Bug 1980930
Summary: | Machine-api-operator is going through leader election even when API rollout takes ~60 sec in SNO | ||
---|---|---|---|
Product: | OpenShift Container Platform | Reporter: | Naga Ravi Chaitanya Elluri <nelluri> |
Component: | Cloud Compute | Assignee: | Mike Fedosin <mfedosin> |
Cloud Compute sub component: | Other Providers | QA Contact: | Milind Yadav <miyadav> |
Status: | CLOSED ERRATA | Docs Contact: | |
Severity: | high | ||
Priority: | high | CC: | mfedosin, nelluri, rfreiman |
Version: | 4.9 | ||
Target Milestone: | --- | ||
Target Release: | 4.9.0 | ||
Hardware: | Unspecified | ||
OS: | Linux | ||
Whiteboard: | chaos | ||
Fixed In Version: | Doc Type: | If docs needed, set a value | |
Doc Text: | Story Points: | --- | |
Clone Of: | Environment: | ||
Last Closed: | 2021-10-18 17:39:27 UTC | Type: | Bug |
Regression: | --- | Mount Type: | --- |
Documentation: | --- | CRM: | |
Verified Versions: | Category: | --- | |
oVirt Team: | --- | RHEL 7.3 requirements from Atomic Host: | |
Cloudforms Team: | --- | Target Upstream Version: | |
Embargoed: | |||
Bug Depends On: | |||
Bug Blocks: | 1984730 |
Description
Naga Ravi Chaitanya Elluri
2021-07-09 22:52:56 UTC
> We can see that the machine-api-operator restarted at 18:57:37 UTC and it was trying to acquire the lease looking at the exited container on the node during that time: http://dell-r510-01.perf.lab.eng.rdu2.redhat.com/chaos/sno/machine-api-operator-leader-election/machine-api-operator-container.log.

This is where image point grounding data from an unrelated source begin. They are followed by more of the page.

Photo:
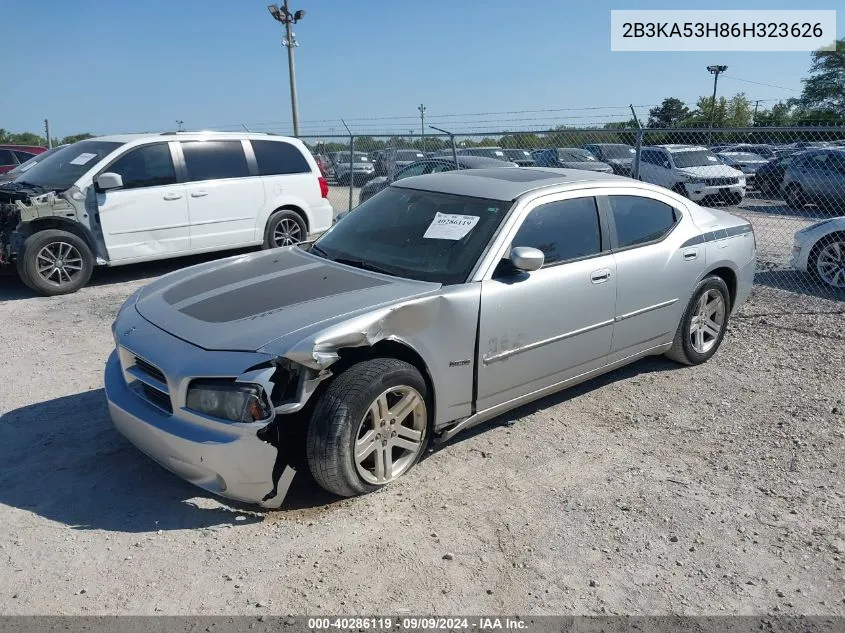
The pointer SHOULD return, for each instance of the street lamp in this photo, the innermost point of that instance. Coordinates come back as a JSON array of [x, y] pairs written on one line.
[[714, 70], [287, 18]]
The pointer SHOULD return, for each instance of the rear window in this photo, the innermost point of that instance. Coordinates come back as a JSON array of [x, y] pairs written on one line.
[[214, 160], [278, 157]]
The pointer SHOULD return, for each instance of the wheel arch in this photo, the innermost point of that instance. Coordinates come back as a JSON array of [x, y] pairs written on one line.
[[729, 276]]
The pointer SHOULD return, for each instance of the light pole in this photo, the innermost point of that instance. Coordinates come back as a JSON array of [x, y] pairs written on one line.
[[287, 18], [714, 70]]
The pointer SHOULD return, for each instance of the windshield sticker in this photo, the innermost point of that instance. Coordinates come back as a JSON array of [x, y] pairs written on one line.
[[82, 159], [450, 226]]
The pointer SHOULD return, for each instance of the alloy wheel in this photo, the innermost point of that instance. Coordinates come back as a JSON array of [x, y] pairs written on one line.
[[287, 232], [59, 263], [390, 435], [830, 264], [707, 322]]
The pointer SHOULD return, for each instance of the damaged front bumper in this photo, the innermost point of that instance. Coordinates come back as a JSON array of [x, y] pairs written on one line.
[[247, 462]]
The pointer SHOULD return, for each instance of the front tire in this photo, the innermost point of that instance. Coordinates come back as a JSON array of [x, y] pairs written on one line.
[[703, 324], [369, 427], [284, 228], [794, 197], [55, 262]]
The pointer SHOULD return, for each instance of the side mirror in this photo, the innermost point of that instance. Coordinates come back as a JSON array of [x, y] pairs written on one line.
[[526, 258], [109, 180]]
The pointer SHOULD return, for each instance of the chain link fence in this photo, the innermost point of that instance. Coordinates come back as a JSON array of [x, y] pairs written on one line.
[[788, 182]]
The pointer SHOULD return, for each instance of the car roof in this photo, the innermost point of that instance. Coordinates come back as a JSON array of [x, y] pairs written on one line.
[[502, 183]]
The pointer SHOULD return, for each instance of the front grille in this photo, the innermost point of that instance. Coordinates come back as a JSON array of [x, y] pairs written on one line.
[[717, 182], [150, 369], [161, 400]]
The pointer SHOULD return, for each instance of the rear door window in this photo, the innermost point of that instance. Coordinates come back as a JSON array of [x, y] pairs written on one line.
[[277, 158], [7, 158], [563, 230], [214, 160]]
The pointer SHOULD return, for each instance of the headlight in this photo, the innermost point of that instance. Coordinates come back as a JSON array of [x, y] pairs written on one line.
[[238, 402]]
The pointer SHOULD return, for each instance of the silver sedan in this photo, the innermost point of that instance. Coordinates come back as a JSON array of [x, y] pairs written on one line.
[[441, 302]]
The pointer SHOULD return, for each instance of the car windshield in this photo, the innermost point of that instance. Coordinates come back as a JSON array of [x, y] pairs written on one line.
[[360, 157], [422, 235], [573, 155], [695, 158], [489, 152], [60, 170], [617, 151]]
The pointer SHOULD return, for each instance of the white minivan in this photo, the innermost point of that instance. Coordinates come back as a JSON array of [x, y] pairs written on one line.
[[692, 171], [137, 197]]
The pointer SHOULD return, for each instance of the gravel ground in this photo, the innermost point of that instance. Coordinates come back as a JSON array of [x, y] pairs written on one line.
[[656, 489]]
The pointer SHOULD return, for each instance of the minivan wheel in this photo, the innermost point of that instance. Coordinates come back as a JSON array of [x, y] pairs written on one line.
[[369, 427], [284, 228], [704, 323], [55, 262]]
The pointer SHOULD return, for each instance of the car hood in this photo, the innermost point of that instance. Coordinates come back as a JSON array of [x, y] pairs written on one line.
[[710, 171], [246, 302]]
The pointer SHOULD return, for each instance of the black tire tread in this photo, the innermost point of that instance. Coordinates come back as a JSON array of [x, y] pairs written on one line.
[[326, 448]]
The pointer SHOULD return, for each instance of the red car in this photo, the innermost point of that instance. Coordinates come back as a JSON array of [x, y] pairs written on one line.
[[13, 155]]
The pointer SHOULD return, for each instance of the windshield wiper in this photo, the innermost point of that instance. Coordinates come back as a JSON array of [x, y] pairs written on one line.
[[358, 263]]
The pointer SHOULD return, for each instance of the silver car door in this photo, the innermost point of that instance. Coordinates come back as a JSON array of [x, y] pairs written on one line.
[[658, 260], [540, 328]]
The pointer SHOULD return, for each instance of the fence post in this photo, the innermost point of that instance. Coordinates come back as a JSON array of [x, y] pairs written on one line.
[[351, 166]]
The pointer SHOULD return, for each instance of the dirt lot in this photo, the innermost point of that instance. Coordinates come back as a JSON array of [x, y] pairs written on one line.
[[657, 489]]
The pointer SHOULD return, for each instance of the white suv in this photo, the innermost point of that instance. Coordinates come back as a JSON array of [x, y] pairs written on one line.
[[137, 197], [692, 171]]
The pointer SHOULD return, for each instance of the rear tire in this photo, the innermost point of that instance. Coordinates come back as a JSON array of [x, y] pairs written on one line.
[[703, 324], [826, 262], [55, 262], [362, 434], [794, 197]]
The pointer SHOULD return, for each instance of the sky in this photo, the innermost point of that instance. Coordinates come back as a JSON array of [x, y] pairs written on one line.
[[105, 66]]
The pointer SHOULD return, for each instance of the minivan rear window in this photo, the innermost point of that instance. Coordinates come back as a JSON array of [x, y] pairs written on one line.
[[214, 160], [278, 157]]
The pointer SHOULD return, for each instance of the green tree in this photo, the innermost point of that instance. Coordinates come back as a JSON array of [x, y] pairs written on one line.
[[670, 113], [824, 89]]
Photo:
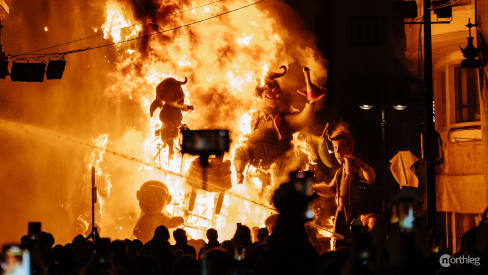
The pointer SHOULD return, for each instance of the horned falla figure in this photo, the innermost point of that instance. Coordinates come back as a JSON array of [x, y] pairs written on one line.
[[171, 99], [269, 146]]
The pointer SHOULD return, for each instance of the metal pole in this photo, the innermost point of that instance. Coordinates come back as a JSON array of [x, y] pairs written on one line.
[[429, 138]]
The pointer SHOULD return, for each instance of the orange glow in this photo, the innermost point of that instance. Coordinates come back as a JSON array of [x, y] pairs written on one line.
[[224, 59]]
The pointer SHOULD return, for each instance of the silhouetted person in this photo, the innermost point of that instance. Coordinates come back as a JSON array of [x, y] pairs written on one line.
[[242, 237], [263, 233], [290, 251], [181, 246], [186, 265], [213, 242], [160, 249]]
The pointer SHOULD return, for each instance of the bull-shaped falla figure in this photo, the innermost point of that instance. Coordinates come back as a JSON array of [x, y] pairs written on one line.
[[171, 99]]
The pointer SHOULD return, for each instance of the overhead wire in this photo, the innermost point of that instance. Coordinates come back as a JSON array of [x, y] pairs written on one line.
[[146, 35], [33, 52]]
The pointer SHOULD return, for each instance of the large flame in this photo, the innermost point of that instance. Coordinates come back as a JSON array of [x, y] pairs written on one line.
[[224, 59]]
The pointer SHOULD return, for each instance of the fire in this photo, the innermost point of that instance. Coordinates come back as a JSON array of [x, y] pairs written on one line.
[[102, 179], [224, 59], [117, 23]]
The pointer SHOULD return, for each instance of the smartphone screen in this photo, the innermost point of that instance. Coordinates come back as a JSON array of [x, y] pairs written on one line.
[[205, 142], [33, 228], [16, 260], [406, 222]]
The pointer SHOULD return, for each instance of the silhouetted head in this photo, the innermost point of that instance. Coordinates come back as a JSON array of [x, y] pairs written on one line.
[[180, 236], [161, 233], [170, 91], [263, 233], [242, 237], [212, 235]]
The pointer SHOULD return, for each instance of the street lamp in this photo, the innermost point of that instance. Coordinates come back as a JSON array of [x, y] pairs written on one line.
[[470, 52]]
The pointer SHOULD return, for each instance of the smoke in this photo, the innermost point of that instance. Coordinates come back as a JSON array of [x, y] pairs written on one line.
[[155, 15], [105, 92]]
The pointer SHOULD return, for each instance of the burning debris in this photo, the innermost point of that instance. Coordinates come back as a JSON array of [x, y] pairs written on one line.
[[229, 62]]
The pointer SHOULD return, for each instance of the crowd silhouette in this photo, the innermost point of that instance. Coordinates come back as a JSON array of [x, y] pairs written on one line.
[[285, 248]]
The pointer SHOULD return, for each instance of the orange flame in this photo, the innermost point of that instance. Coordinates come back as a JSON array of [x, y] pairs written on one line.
[[224, 59]]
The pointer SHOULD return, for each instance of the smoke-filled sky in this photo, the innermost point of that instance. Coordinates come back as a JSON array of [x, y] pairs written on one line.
[[45, 127]]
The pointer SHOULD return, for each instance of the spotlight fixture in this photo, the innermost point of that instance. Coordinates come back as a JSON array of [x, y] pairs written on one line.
[[3, 68], [28, 72], [470, 52], [399, 107], [55, 69], [446, 8], [366, 107], [407, 9]]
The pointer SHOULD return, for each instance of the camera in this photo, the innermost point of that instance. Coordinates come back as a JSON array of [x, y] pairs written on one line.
[[34, 229], [205, 142], [16, 260]]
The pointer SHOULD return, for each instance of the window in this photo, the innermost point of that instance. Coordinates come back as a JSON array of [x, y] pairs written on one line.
[[467, 106], [368, 30]]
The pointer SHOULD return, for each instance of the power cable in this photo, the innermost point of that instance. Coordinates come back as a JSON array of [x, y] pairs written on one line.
[[139, 37], [32, 52]]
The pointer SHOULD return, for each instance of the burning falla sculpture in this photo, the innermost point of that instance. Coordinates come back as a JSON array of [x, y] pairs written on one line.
[[268, 147], [153, 197], [171, 99]]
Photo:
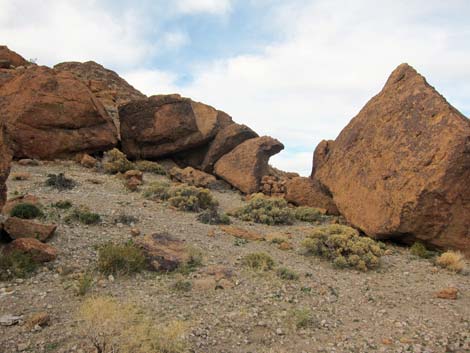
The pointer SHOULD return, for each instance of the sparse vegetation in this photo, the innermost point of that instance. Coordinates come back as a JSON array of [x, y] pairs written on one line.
[[83, 215], [26, 210], [419, 249], [287, 274], [114, 161], [60, 182], [213, 216], [267, 210], [16, 265], [258, 261], [120, 259], [344, 247], [150, 167], [308, 214], [111, 327], [451, 260]]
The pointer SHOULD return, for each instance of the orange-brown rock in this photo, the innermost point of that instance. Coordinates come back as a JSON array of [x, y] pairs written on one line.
[[307, 192], [24, 228], [225, 141], [163, 252], [10, 58], [246, 164], [52, 114], [166, 124], [110, 89], [401, 168], [39, 252]]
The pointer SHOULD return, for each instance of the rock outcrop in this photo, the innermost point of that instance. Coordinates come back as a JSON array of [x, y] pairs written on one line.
[[110, 89], [164, 125], [246, 164], [52, 114], [401, 168]]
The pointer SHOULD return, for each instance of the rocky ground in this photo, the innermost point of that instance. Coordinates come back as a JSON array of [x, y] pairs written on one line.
[[392, 309]]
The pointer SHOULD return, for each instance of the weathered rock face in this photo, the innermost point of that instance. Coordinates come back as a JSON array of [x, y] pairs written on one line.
[[53, 115], [306, 192], [9, 58], [110, 89], [401, 168], [225, 141], [246, 164], [162, 125]]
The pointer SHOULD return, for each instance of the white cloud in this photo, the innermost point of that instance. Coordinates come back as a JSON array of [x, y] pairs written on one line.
[[215, 7]]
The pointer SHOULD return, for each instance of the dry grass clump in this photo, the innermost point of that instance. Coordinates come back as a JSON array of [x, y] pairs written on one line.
[[452, 260], [344, 247], [113, 327], [120, 259], [26, 210], [266, 210], [150, 167], [16, 264], [212, 216], [258, 261], [114, 161], [308, 214]]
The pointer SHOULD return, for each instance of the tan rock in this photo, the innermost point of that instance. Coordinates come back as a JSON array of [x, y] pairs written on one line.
[[401, 168], [39, 252], [307, 192], [246, 164], [53, 115], [25, 228]]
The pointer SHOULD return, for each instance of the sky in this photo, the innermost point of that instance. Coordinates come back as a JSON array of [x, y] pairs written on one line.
[[296, 70]]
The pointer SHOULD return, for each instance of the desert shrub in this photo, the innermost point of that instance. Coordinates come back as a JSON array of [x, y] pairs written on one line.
[[267, 210], [302, 318], [84, 215], [191, 199], [150, 167], [126, 219], [182, 285], [452, 260], [286, 274], [120, 259], [419, 249], [344, 247], [113, 327], [308, 214], [16, 264], [85, 282], [60, 182], [26, 210], [63, 205], [159, 190], [116, 162], [258, 261], [212, 216]]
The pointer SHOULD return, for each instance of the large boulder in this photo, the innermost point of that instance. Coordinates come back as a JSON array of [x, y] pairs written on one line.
[[246, 164], [110, 89], [307, 192], [9, 58], [164, 125], [401, 168], [52, 114], [225, 141]]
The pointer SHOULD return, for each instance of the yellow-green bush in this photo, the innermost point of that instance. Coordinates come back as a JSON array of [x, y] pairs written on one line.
[[114, 161], [258, 261], [110, 326], [344, 247], [308, 214], [120, 259], [266, 210], [150, 167]]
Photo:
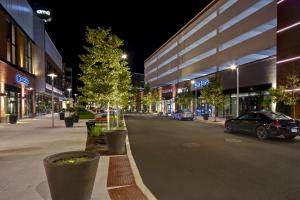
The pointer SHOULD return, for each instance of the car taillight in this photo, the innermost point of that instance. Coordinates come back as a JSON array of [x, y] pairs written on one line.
[[277, 123]]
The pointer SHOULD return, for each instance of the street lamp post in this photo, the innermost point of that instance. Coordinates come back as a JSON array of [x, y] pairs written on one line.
[[196, 101], [69, 89], [235, 67], [75, 99], [52, 75]]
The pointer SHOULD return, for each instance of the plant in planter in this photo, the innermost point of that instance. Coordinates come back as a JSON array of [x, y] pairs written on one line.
[[116, 140], [62, 114], [71, 175], [69, 121], [76, 117], [13, 118]]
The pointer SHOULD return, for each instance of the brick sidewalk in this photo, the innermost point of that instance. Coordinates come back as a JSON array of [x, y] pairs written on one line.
[[220, 121], [120, 182]]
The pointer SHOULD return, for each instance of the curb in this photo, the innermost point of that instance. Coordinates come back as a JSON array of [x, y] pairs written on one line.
[[100, 190]]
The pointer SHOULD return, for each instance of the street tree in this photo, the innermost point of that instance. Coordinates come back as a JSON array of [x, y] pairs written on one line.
[[105, 74], [184, 98], [286, 93], [212, 93]]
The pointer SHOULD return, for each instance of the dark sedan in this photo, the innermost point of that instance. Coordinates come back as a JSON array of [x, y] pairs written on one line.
[[264, 125]]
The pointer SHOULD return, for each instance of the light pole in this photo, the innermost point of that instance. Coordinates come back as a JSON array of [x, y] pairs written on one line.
[[75, 99], [235, 67], [69, 89], [193, 82], [124, 56], [52, 75]]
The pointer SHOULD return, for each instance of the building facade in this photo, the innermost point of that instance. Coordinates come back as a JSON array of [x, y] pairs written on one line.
[[225, 33], [27, 55]]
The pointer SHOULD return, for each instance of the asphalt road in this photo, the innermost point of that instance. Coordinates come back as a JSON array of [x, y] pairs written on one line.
[[184, 160]]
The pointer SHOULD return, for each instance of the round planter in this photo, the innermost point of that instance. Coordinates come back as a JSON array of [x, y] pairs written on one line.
[[13, 119], [116, 141], [71, 181], [61, 115], [69, 121], [76, 118]]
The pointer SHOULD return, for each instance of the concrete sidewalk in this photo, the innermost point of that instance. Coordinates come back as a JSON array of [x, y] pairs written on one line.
[[23, 147], [220, 121]]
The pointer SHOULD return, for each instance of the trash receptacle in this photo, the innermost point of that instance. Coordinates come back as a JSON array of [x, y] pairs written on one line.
[[90, 125], [205, 116], [61, 115]]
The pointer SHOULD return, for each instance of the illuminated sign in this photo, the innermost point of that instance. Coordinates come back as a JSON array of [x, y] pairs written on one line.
[[22, 79], [45, 15], [49, 87], [43, 12], [201, 83], [167, 91]]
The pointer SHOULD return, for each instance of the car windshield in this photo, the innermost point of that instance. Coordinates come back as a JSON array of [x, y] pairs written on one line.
[[277, 115]]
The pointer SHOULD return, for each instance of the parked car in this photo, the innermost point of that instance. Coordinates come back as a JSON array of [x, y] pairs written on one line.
[[264, 125], [102, 116], [183, 114]]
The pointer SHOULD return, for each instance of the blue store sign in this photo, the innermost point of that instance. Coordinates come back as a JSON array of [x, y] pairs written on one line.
[[22, 79], [201, 83]]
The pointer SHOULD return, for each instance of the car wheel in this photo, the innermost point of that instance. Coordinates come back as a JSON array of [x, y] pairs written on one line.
[[289, 137], [262, 133], [228, 128]]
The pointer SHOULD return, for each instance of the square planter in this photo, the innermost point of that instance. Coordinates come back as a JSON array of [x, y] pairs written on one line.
[[71, 181]]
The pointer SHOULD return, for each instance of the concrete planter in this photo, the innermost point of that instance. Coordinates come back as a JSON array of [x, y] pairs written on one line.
[[69, 121], [71, 181], [13, 119], [116, 140], [61, 115], [76, 118]]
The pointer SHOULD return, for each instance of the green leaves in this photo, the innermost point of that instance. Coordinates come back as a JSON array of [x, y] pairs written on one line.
[[212, 93], [105, 75]]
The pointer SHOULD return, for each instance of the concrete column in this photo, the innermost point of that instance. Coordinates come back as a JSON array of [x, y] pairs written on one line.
[[160, 99], [173, 97], [2, 111], [22, 101], [33, 104]]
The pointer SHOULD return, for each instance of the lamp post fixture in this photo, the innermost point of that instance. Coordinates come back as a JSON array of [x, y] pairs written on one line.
[[193, 82], [69, 89], [75, 99], [52, 75], [235, 67], [124, 56]]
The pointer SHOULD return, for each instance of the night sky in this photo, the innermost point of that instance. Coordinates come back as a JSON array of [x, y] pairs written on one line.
[[143, 25]]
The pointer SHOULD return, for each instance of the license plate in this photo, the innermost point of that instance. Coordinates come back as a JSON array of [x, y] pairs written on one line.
[[294, 130]]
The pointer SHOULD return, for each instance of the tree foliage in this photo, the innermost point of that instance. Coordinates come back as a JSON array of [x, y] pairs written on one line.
[[212, 93], [286, 93], [105, 74]]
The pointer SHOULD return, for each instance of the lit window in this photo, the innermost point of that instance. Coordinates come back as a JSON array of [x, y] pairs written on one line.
[[227, 5], [250, 34], [259, 5], [198, 42], [198, 27], [167, 61], [150, 62], [198, 58], [167, 50]]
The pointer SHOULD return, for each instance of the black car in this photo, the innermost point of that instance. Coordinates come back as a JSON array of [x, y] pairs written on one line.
[[264, 125]]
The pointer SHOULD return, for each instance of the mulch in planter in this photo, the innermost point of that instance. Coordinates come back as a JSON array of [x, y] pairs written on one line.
[[97, 144]]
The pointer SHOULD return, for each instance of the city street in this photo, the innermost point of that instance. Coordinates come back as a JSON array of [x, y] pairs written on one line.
[[22, 150], [196, 160]]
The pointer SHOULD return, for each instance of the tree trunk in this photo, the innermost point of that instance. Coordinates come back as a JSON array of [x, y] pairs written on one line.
[[215, 113], [294, 111], [108, 120], [117, 116]]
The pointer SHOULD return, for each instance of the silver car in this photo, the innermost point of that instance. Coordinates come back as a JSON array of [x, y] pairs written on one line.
[[183, 114]]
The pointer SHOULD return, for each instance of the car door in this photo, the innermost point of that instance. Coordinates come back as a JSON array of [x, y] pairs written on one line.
[[250, 123], [238, 123]]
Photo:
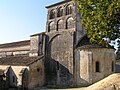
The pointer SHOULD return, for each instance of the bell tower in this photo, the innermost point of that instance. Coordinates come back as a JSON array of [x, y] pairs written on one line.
[[63, 31]]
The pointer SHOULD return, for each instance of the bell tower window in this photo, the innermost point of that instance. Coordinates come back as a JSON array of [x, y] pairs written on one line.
[[60, 12], [69, 9], [97, 66], [69, 23], [52, 14]]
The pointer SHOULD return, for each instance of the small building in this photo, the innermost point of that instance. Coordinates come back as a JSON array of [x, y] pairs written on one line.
[[57, 57], [17, 72]]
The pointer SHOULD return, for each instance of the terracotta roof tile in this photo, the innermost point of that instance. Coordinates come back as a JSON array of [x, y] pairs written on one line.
[[58, 3], [15, 44]]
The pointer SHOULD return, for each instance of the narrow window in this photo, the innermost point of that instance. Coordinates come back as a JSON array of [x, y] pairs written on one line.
[[97, 66], [52, 14], [57, 65], [51, 26], [60, 24], [68, 10], [13, 79], [69, 23], [112, 66], [60, 12], [38, 69]]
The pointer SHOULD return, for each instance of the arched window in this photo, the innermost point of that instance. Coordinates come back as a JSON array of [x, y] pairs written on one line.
[[60, 12], [52, 14], [112, 66], [60, 24], [69, 23], [51, 26], [97, 66], [69, 9], [58, 65]]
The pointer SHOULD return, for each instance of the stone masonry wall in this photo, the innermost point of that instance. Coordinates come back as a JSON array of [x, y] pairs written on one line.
[[59, 58], [87, 73]]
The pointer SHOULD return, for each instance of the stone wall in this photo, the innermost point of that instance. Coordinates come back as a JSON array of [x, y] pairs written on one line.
[[88, 71], [13, 51], [36, 74], [59, 58], [37, 43]]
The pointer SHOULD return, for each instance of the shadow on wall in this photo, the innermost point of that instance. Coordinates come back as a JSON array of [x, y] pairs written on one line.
[[57, 75], [117, 68]]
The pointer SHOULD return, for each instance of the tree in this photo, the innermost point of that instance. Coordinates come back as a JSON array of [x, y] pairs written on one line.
[[101, 20]]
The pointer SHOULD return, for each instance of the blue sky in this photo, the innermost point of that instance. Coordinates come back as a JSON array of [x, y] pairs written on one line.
[[21, 18]]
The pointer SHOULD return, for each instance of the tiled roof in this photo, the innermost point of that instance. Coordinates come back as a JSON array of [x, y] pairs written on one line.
[[15, 44], [18, 60], [58, 3]]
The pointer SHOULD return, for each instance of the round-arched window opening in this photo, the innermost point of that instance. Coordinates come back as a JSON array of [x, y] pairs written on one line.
[[60, 24], [60, 12], [69, 9], [69, 23], [38, 69], [51, 26], [52, 14]]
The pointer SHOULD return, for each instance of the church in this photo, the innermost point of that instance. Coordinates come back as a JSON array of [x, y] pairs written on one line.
[[59, 57]]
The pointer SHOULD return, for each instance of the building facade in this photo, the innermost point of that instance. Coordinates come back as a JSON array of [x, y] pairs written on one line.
[[68, 58]]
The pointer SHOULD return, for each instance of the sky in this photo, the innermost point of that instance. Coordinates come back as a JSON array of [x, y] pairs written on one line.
[[21, 18]]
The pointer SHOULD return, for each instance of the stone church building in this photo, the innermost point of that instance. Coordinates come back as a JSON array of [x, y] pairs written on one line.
[[59, 57]]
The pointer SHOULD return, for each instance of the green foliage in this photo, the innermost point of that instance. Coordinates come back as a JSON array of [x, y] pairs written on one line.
[[101, 20]]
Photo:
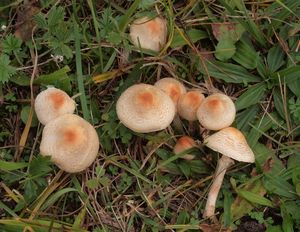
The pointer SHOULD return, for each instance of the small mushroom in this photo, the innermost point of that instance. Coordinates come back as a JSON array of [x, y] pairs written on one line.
[[184, 143], [71, 142], [189, 103], [145, 108], [172, 87], [216, 112], [52, 103], [149, 33], [231, 143]]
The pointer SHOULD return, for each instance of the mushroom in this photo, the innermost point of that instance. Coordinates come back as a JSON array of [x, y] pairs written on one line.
[[184, 143], [149, 33], [189, 103], [172, 87], [231, 143], [52, 103], [71, 142], [216, 112], [145, 108]]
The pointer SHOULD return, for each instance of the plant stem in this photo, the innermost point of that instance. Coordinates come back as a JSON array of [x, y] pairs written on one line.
[[223, 163]]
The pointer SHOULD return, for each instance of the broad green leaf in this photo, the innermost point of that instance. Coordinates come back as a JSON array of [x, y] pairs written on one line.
[[261, 126], [252, 96], [245, 55], [275, 58], [225, 49], [229, 73], [278, 102], [59, 79], [254, 198], [193, 35], [24, 116], [11, 166], [287, 222], [289, 75]]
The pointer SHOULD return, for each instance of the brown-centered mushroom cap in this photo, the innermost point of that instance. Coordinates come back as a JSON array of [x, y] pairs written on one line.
[[217, 111], [189, 103], [184, 143], [71, 142], [149, 33], [52, 103], [231, 143], [145, 108], [172, 87]]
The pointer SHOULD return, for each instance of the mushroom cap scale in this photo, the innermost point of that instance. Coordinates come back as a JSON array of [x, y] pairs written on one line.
[[232, 143], [189, 103], [172, 87], [71, 142], [216, 112], [149, 33], [52, 103], [145, 108]]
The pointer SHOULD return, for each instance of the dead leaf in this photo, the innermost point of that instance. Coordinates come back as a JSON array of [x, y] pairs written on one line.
[[25, 21], [227, 30]]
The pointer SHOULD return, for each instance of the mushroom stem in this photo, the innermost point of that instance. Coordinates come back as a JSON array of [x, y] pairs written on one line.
[[223, 163]]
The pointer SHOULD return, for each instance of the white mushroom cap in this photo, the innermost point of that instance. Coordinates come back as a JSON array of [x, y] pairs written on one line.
[[52, 103], [172, 87], [71, 142], [184, 143], [149, 33], [217, 111], [231, 143], [189, 103], [145, 108]]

Looking at this log, I can see that the leader election was lost 60 seconds after the first error that is logged.
I think this is entirely reasonable behaviour as the lease may have already been renewed 30 seconds before, this seems very much like a timing issue.
After we lose the election, the only safe thing to do is to panic, we have to ensure the controller shuts down to prevent duplicate controllers running at the same time.
The numbers for the lease duration/refresh have all been chosen based on other components within openshift and some advice from Clayton after we initially set these too aggressively (we were refreshing every 15 seconds IIRC).
We were causing too much load on the API server so had to back this off to what we have now.
I don't think there's actually an issue here, or at least, I don't think there's one we can safely protect against without extending the lease considerably, and ensure that renewal happens before 60 seconds is remaining on the lease.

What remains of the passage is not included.